– Выйдемте на улицу, – сказала я с ужасом в голосе, – находиться здесь для вас крайне неосторожно.

Он улыбнулся, и лицо его выразило глубочайшее презрение к тому, чего я так опасалась.

– Поверьте мне, – сказал он, заметив, что я намерена настаивать, – человек, о котором вы говорите, не осмелился бы поднять на меня руку – он и глаза-то на меня поднять не смеет.

Я не могла стерпеть, что так говорят о Леони. Несмотря на все его провинности, все его проступки, он все еще оставался для меня самым дорогим существом на свете. Я попросила Генриета не отзываться столь дурно о Леони в моем присутствии.

– Подавите меня своим презрением, – сказала я ему, – упрекните меня в том, что я недостойная, бессердечная дочь, если смогла покинуть самых лучших родителей, какие только бывали на свете, и попрать все законы, установленные для лиц моего пола, – я не оскорблюсь; я выслушаю вас в слезах и буду вам притом не менее благодарна за те услуги, которые вы предлагали мне вчера. Но позвольте мне уважать имя Леони; это моя единственная отрада, это все, что в глубине души я могу противопоставить хулящей меня молве.

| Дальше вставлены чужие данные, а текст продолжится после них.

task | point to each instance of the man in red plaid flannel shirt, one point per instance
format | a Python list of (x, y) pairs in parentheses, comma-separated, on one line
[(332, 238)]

– Уважать имя Леони! – воскликнул Генриет с горькой усмешкой. – Бедная женщина! И все же я соглашусь на это, если вы возвратитесь в Брюссель! Утешьте вашу мать, вернитесь на путь долга, и я вам обещаю оставить в покое этого негодяя, который погубил вас и которого я могу сломить, как соломинку.

– Возвратиться к матушке! – откликнулась я. – О, сердце повелевает мне это ежеминутно. Но вернуться в Брюссель запрещает мне моя гордость. Как поносили бы меня все те женщины, которые когда-то завидовали моему блестящему жребию и которые теперь радуются моему унижению!

– Боюсь, Жюльетта, – возразил он, – что вы приводите не лучший довод. У вашей матери есть загородный дом, где вы могли бы с нею жить вдали от беспощадных светских толков. С вашим состоянием вы могли бы поселиться и в любом другом месте, где о ваших невзгодах никто не знает и где ваша красота и ваш кроткий характер привлекут к вам вскоре новых друзей. Но вы не хотите расстаться с Леони, признайтесь!

– Я хочу это сделать, – сказала я в слезах, – да не могу.

– Несчастнейшая, несчастнейшая из женщин! – грустно заметил Генриет. – Вы добрая и преданная, но вам не хватает гордости. Тому, в ком отсутствует это благородное чувство, ничто уже не поможет. Бедное слабое создание! Мне жаль вас от всей души, ибо вы осквернили ваше сердце, прикоснувшись к сердцу того, кто бесчестен; вы склонились перед его гнусной волей, вы полюбили подлеца! Я думаю о том, каким образом я вас мог когда-то полюбить, но также и о том, как бы я мог сейчас не пожалеть вас.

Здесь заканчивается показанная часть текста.